With cell phone cameras and CCTV almost everywhere, we often see random acts of kindness or courage where someone faces adversity to help a person in need. Maybe it is helping an elderly woman who is a victim of a random attack on a street corner or train station; maybe it’s in a church or at a ball field—perhaps pulling an exhausted animal out of a frozen pond. These are great moments of triumph that are born from great opportunity.
And yet other times, we witness truly disappointing events that, with different people or circumstances, the outcome could have been amazing.
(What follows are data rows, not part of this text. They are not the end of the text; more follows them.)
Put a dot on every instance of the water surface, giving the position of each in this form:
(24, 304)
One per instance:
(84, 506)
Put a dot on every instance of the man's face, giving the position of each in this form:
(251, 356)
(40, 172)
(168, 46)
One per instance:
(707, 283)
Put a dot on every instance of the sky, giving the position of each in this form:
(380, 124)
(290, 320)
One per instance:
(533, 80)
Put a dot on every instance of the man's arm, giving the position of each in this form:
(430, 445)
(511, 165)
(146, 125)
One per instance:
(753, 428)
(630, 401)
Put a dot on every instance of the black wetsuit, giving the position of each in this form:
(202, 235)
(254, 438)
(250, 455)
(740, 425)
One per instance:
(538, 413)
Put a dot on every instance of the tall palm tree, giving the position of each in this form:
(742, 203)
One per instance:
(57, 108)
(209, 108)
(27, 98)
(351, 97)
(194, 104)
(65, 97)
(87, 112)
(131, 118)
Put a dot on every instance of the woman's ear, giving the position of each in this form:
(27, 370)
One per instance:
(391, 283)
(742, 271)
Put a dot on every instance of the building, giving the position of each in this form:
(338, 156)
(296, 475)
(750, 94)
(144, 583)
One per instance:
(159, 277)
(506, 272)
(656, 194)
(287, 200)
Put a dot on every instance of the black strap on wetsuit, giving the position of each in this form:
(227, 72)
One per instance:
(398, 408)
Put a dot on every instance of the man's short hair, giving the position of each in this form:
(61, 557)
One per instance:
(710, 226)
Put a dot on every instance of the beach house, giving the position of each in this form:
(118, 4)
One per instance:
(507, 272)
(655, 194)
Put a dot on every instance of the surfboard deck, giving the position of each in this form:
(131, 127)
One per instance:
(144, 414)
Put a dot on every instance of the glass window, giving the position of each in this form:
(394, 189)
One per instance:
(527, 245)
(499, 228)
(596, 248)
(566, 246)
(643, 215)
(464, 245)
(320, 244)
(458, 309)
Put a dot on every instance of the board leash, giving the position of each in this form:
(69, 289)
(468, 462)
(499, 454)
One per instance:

One example is witnessing the downward spiral of some political leaders who constantly engage in name-calling, demagoguing, or just a lack of statesmanship. Just think how great our nation could be if they sat down and worked full days and weeks at legislating and arguing their point rather than fundraising or positioning for their few minutes of fame on cable tv. What if they worked as hard at persuading us as discounting us?
I understand the job can be difficult in many ways, but too many elected officials spend much of their time simply looking for sound bites and posturing. They are not creating anything. They are not making a product or enhancing a service. They aren’t on the floor of a manufacturing plant learning how hard it is to make things, and rarely are they in the middle of a key policy discussion trying to make the seemingly impossible be possible. We have elected officials who have accomplished very little in their lives but have figured out how to get elected and stay on the public payroll for extended periods.
What if we demanded they rise to the occasion like Mandela did, or the US hockey team did, or Rowdy Gaines and Felix Baumgartner did? What if accomplished, humble people decided to give of themselves in the public forum, contribute to the public good and then return home to their everyday lives and jobs living in the society they helped to create and mold? There are great opportunities to make history right now. Who will seize this moment of greatness?